Dave rang the doorbell of the small terraced house. After a few moments, a man in a dressing-gown opened the door.

“Hello, I'd like to talk to you about God,” Dave began.

“Sure,” the man interrupted. “What would you like to know about me?”

After a few moments of confusion, Dave's mind-wave collapsed to a plausible model, and he said: “I'm sorry, I've never met anyone actually called God before.”

“No,” said the man. “I meant I am the creator of your universe. Why don't you come in?”

Dave mutely followed God into his dingy apartment. “How can I know you are God?” he wondered aloud.

“Really,” said God. “I thought you were the one to work on faith. But I don't have time to argue the point. Here, taste this.” He handed Dave a glass of clear liquid. A sip told Dave that it was water. “Now try it again.” The liquid was now red, and tasted of wine. “An old favourite, but these days a mere parlour trick, perhaps? Try this on for size.” Suddenly, Dave was standing in a field of flowers, under an azure sky. “Before you ask; no this isn't heaven,” said God. “It's Devon.”

A moment later they were back in God's living room. “Would you like to sit down? I'll make you a cup of tea.”

“Why have you revealed yourself to me?” Dave asked while God rinsed out a pair of grubby-looking mugs.

Credit: JACEY

“You came to me, remember? And I thought — why not?
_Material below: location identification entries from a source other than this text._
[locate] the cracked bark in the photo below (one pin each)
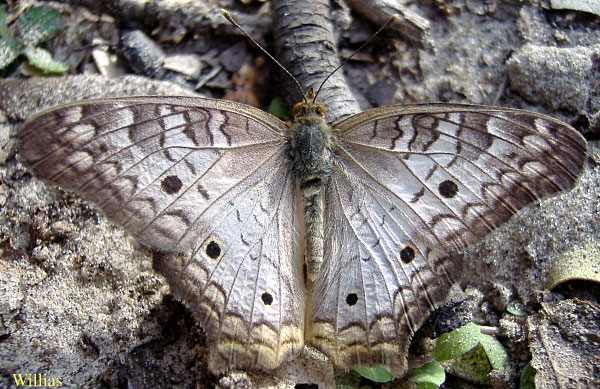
(305, 45)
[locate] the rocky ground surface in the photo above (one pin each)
(80, 300)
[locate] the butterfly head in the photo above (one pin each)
(309, 106)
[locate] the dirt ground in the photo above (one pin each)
(80, 299)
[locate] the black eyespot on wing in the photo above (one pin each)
(267, 298)
(171, 184)
(407, 254)
(351, 299)
(448, 189)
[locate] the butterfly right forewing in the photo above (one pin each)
(410, 185)
(208, 180)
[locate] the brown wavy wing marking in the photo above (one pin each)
(207, 178)
(463, 169)
(154, 165)
(410, 185)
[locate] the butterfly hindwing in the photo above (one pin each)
(459, 171)
(210, 182)
(411, 185)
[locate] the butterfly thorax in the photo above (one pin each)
(310, 152)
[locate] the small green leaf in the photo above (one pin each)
(37, 24)
(527, 380)
(3, 27)
(515, 307)
(431, 373)
(427, 385)
(277, 108)
(457, 342)
(42, 60)
(375, 373)
(495, 352)
(473, 366)
(8, 53)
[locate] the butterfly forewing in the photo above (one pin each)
(460, 170)
(209, 179)
(410, 185)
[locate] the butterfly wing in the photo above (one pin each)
(411, 184)
(209, 179)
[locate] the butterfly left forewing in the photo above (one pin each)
(378, 280)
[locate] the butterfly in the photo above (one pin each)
(385, 196)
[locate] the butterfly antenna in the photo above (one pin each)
(232, 21)
(389, 21)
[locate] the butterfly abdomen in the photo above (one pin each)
(310, 153)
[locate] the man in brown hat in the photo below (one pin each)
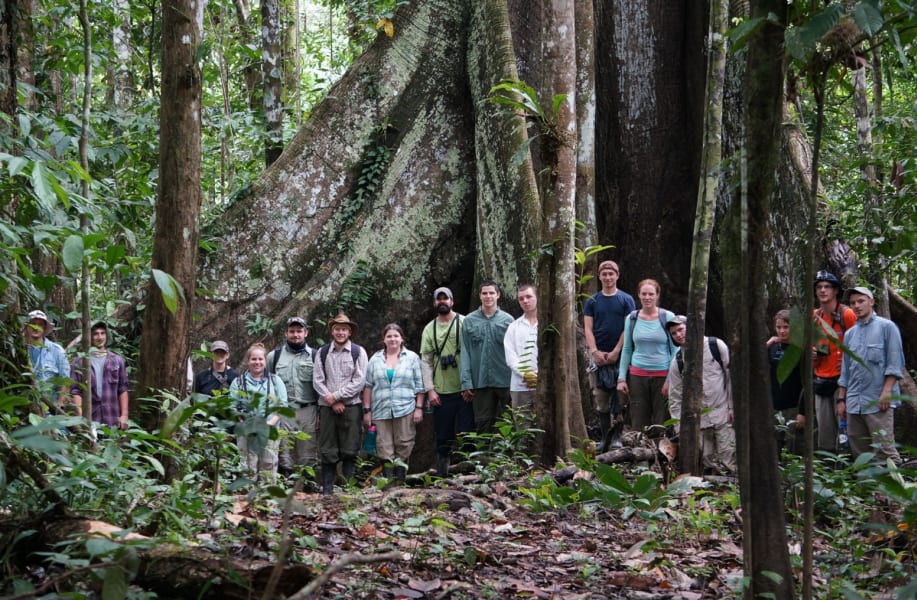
(338, 377)
(47, 359)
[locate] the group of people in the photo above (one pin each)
(854, 390)
(470, 368)
(61, 383)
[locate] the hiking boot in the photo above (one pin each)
(328, 474)
(442, 465)
(604, 427)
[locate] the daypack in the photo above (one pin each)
(714, 350)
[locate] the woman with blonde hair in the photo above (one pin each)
(646, 354)
(257, 394)
(393, 401)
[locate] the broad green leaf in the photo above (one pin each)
(868, 18)
(73, 253)
(171, 291)
(115, 585)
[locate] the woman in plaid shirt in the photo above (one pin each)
(393, 401)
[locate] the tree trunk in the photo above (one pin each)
(271, 79)
(164, 346)
(690, 455)
(764, 535)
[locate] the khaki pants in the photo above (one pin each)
(395, 438)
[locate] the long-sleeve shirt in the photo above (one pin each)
(717, 391)
(106, 390)
(395, 398)
(257, 396)
(877, 342)
(483, 361)
(647, 346)
(520, 346)
(339, 374)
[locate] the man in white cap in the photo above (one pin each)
(866, 389)
(219, 376)
(47, 359)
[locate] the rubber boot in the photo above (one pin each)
(442, 465)
(329, 470)
(348, 468)
(401, 473)
(604, 428)
(616, 432)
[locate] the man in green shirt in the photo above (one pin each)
(485, 376)
(292, 362)
(440, 355)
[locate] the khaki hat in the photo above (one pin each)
(342, 319)
(40, 315)
(219, 345)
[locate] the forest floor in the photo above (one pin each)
(467, 538)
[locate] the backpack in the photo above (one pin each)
(714, 350)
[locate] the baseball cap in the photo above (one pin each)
(219, 345)
(297, 321)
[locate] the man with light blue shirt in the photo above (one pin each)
(520, 345)
(48, 360)
(866, 390)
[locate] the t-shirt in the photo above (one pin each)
(608, 314)
(446, 380)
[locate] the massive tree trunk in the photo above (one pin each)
(764, 539)
(164, 346)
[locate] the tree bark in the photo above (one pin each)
(764, 535)
(164, 346)
(271, 79)
(690, 455)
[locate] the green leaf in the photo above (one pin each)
(73, 253)
(171, 291)
(115, 584)
(868, 18)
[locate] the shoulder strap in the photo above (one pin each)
(272, 368)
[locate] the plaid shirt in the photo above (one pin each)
(398, 397)
(340, 375)
(106, 408)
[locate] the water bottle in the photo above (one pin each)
(843, 442)
(369, 441)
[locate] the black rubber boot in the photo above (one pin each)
(349, 468)
(401, 473)
(329, 470)
(605, 428)
(616, 431)
(442, 465)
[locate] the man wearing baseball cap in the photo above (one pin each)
(292, 362)
(219, 376)
(866, 389)
(47, 359)
(440, 357)
(603, 323)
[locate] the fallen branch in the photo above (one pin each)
(339, 565)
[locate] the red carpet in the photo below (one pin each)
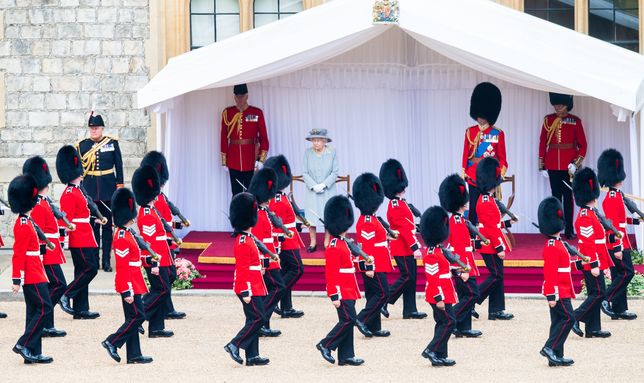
(211, 252)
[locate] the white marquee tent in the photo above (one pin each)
(394, 91)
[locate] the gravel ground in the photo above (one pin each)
(508, 351)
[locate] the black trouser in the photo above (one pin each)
(292, 270)
(468, 295)
(445, 324)
(564, 194)
(405, 285)
(248, 337)
(57, 286)
(38, 310)
(154, 302)
(376, 290)
(243, 177)
(562, 318)
(128, 333)
(341, 335)
(103, 233)
(622, 274)
(589, 311)
(275, 287)
(493, 286)
(85, 268)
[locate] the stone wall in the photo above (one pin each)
(58, 60)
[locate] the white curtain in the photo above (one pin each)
(390, 98)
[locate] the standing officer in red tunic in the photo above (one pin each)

Let me explain my problem. Your philosophers have struggled with the existence of the world for a long time. But the truth is that it was an accident. I invented a way of representing a simple universe using much less processing than normal. You'll have heard of cellular automata? It's something like that. Quantum mechanics is in there to reduce the processing load.

“Anyway, after a bit of tweaking of the parameters, interesting stuff started to happen. I got atoms, molecules, stars, everything. And, eventually, life arose — here and there, where conditions were just right. Just three usable dimensions, and all of this...” God looked misty eyed for a moment. “Then, suddenly, wham! The speed of time slowed right down. And looking into it I found this tiny planet where quantum effects had suddenly become much more intensive to process.”

God brought the tea over, which He seemed to have brewed in the usual way. “You'd developed civilization and started investigating quantum entanglement, and experimenting with quantum computing. In the process you were generating important states where precision mattered, so my shortcuts couldn't be applied. This wouldn't be a problem except that it brought you to my attention.”

“So,” said Dave, mind racing. “You're not the God?”

“If you mean the Judaeo-Christian God, then no. Sorry. You made that up by yourselves. I just set things up, lit the blue touch-paper and watched what happened. It worked out quite well at first, too.” God mused. “I got a paper out of it in quite a respectable journal.”

Dave's tea was untouched. “What are you doing here in Birmingham?” He asked.

“Oh, I've been watching for so long,” God said. “I just wanted to see what this world felt like...”

God leaned forward. “Have you heard about memes? There are good ideas and bad ideas, and they are passed on almost independently of whether they are true. To be successful, an idea, that is, a 'meme', must be passed from brain to brain.

“Usually this happens because the carrier has benefited, and wishes to pass useful information on. But not always. Memes may persuade their host to propagate them. And unrelated memes can merge together, and may then transfer more effectively. This is what is happening when children whisper gossip to each other followed by the phrase 'and pass it on'.

“Generally we think of ideas as little additions to the mind. But ideas affect the mind. I'm sure you'll have heard a song that you don't like but can't stop your brain from singing? What if something worse existed? Your literature is already sprinkled with stories about the concept: pictures that kill the viewer, games so addictive no one could stop playing; the format isn't important. And Douglas Hofstadter described how it is impossible to create a perfect gramophone, because if it reproduces every sound perfectly there will be a noise that destroys it.

“The same must be true of consciousness. So there is good reason to believe that lethal conceptually transmitted diseases can exist. And moreover, that they may be highly infectious, or have a carrier phase. Discovering you has led to something of a backlash I'm afraid. There are forces that even God must answer to. The Research Council has spoken. I have to switch your universe off.”